Prodromu “yakın gelecekte Türkiye’nin uluslararası hukukla yüzleşmeye, Kıbrıs’ın özgürlüğüne ve Kıbrıslıların insanlık haklarına saygı duymaya aynı zamanda özlü müzakerelere katılmaya iradesi ve cesareti olup olmadığının ortaya çıkacağını” da iddia etti.

Prodromu “Kıbrıs Türk tarafının da gerçekten hala Kıbrıs menfaatleri temelinde müzakere etme fırsatı olup olmadığının ortaya çıkacağını” da ileri sürdü.

Gazeteye göre Prodromu “Astromerit’te” (Bostancı) düzenlenen bir anma etkinliğinde yaptığı konuşmada ise “bu büyük çabada güçlerini birleştirmeleri gerektiğini” söyleyerek, Türkiye’ye yönelik eleştirel söylemlerini sürdürdü.

ANASTASİADİS’İN YURT DIŞI TEMASLARI

Bu arada gazete, Rum Yönetimi Başkanı Nikos Anastasiadis’in 11-13 Kasım tarihleri arasında  Vatikan’ı, 19-22 Kasım tarihleri arasında da Paris’i ziyaret edeceğini haber verdi.

Öte yandan Haravgi gazetesi haberinde, Rum Yönetimi Başkanı Nikos Anastasiadis’in, BM Güvenlik Konseyinin isteği üzerine 15 Kasım tarihine kadar BM Genel Sekreteri Antonio Guterres’e sunacağı ve Kıbrıs sorununun çözümüne ilişkin çabalarda kendisi tarafından yapılan hareketler ve eylemlerle ilgili olacak olan notun hazır olduğunu yazdı.

Gazete “elindeki bilgilere dayanarak, notun, Cumhurbaşkanı Mustafa Akıncı’yla yapılan görüşmeler ve referans şartlarıyla ilgili olarak 9 Ağustos’ta varılan anlaşmanın mantığında hareket ettiğini” ekledi.
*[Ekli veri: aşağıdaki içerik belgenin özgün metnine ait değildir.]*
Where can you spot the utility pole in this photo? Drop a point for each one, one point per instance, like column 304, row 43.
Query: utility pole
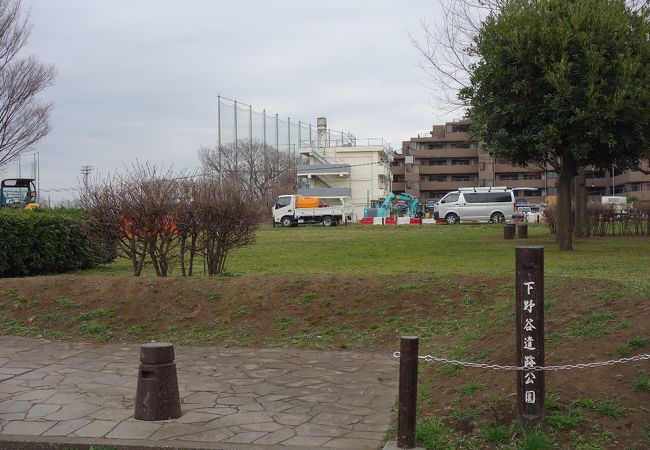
column 85, row 171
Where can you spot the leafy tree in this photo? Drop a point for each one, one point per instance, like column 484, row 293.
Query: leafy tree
column 23, row 118
column 564, row 83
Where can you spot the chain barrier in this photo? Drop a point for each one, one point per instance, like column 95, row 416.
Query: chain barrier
column 610, row 362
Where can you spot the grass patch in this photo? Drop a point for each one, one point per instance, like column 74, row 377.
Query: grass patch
column 594, row 324
column 96, row 331
column 607, row 407
column 65, row 302
column 643, row 383
column 133, row 332
column 472, row 386
column 432, row 433
column 564, row 421
column 404, row 288
column 498, row 434
column 241, row 311
column 635, row 342
column 282, row 324
column 535, row 440
column 96, row 314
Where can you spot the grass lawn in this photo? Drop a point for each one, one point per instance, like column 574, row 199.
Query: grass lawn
column 477, row 249
column 361, row 287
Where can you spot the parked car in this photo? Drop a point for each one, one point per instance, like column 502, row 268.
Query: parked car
column 494, row 204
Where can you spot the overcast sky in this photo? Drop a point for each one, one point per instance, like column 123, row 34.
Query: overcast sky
column 139, row 79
Haberde, BM Genel Sekreterinin Kıbrıs için atadığı geçici özel danışmanı Jane Holl Lute’un Kasım ayının ikinci yarısında Kıbrıs’a geleceğine de yer verildi.

GAZETE BAŞLIKLARI

Haber Alithia gazetesinde “Üçlü Görüşme ve Sonrasında Ne?- Berlin Yeni Gelişmelerin Kıvılcımı Veya Çabanın Bunun Ardından Sona Ermesi”, Haravgi’de “Referans Şartları Üçlü Görüşmede Kilitleniyor- Lute’un da Bekleyişi İçerisinde Rum Kesimi Bunu Umut Ediyor- Lute’tan Garantörlerle İstişareler”, Politis’te ise “İlerleme Türk Tarafına Bağlı- Prodromu 25 Kasım Işığında Kıbrıslı Rumların İradesinin Belli Olduğunu Söylüyor” başlıklarıyla yer aldı.